Moving Abroad to Save Taxes -- Burger King Wants to Have It Their Way

One of the hot topics of the moment is "tax inversion", a move in which an American company merges with a foreign company and locates the resulting company outside the USA to save on taxes.  The latest example of this move is the proposed merger between Burger King and Canadian company Tim Horton's which will result in a new, big Canadian company.  Much has been said about tax inversions, but few people actually understand what is happening.  Here is a short explanation:

1.  Under American tax law, an American company pays tax on its profits earned from operations in the USA.  Profits on foreign operations are taxed by the country where the profits were earned unless those profits are transferred back into the USA, after which the company must also pay tax on those foreign profits.

2.  No other large industrial country taxes profits of its companies that are earned in another country. 

3.  The rate of taxation in the USA on corporate profits is by far the highest in the world.

Think of what that means for the average American company and the average foreign company.  Let's use Burger King and Tim Hortons.  Both companies do business in both the USA and Canada (and elsewhere).  Right now, Tim Hortons and Burger King both pay taxes of 35% of the profits earned in the USA.  Both Tim Horton's and Burger King pay 15% of the profits they earn in Canada to the Canadian government.  If Burger King and Tim Horton's then each send one million dollars of Canadian profits to the USA to invest in some new stores, Burger King has to pay American taxes on that money but Time Horton's does not.  After a tax inversion, everything would be the same, but if Burger King then sent money into the US for a new store, no American tax would be due.

The truth is that the example shows how the American corporate tax system makes it harder for American companies to compete with foreign companies.  Another good example comes in the auto industry.  Ford and Toyota both sell cars worldwide.  If each of these two companies want to build a plant in Tennessee to assemble trucks, American taxes may give Toyota a big advantage.  Toyota can bring cash earned from operations in South America into the USA and invest it in the new plant.  If Ford does exactly the same thing, when it brings the cash from South America to the USA, Ford suddenly owes the US government up to 35% of the money in taxes.  Toyota might spend ten million dollars of the cash on the new plant.  To get the same result, Ford might have to bring in close to 14 million dollars.

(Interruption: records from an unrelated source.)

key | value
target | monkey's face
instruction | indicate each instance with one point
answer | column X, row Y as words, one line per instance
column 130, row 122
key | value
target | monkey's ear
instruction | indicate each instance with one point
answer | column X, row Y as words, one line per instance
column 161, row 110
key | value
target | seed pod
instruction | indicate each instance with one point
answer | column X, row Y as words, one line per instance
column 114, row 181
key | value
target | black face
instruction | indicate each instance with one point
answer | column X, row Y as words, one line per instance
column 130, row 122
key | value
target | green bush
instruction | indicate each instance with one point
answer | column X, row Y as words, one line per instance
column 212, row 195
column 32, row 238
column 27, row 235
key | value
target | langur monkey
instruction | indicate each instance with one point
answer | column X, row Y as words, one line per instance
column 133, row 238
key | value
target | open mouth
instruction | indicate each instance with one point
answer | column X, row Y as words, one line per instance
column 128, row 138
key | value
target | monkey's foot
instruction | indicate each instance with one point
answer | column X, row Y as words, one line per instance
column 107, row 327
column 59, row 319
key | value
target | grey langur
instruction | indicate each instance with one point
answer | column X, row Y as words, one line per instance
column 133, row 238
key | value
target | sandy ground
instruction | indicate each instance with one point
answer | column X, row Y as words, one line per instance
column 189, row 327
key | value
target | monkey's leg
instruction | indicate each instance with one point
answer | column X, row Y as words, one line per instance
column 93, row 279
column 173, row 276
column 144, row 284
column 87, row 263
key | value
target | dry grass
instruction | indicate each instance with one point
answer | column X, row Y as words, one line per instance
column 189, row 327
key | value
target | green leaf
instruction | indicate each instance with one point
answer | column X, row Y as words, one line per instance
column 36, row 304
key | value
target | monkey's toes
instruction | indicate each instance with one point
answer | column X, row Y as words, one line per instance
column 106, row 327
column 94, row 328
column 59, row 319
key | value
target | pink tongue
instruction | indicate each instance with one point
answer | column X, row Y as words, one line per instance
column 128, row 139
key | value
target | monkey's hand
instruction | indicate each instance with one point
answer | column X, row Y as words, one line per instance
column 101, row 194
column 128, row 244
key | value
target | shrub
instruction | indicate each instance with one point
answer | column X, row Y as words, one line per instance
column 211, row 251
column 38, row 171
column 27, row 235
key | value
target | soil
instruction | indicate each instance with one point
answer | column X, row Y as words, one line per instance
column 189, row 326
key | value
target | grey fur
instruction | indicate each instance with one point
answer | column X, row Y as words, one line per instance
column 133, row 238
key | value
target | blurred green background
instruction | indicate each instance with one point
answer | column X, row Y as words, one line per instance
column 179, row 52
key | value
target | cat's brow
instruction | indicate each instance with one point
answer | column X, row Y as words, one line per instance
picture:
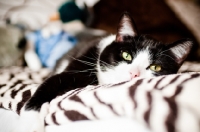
column 85, row 62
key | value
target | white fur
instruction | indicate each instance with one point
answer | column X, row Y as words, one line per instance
column 8, row 120
column 127, row 28
column 122, row 71
column 111, row 125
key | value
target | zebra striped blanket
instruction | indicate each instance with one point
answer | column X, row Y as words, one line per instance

According to president Obama, it is unpatriotic for a company to use a tax inversion to save on taxes in this way.  The truth is really something quite different.  The real truth is that it is moronic for the federal government to penalize American companies by taxing foreign operations.  This tax law keeps literally trillions of dollars from being invested in America.  This tax law reduces economic growth in a meaningful way.  This tax law keeps the number of new, good jobs from growing as quickly as possible.  The real truth is that the current tax law that hurts American businesses and American job seekers is what is actually unpatriotic.  It is time to change the law.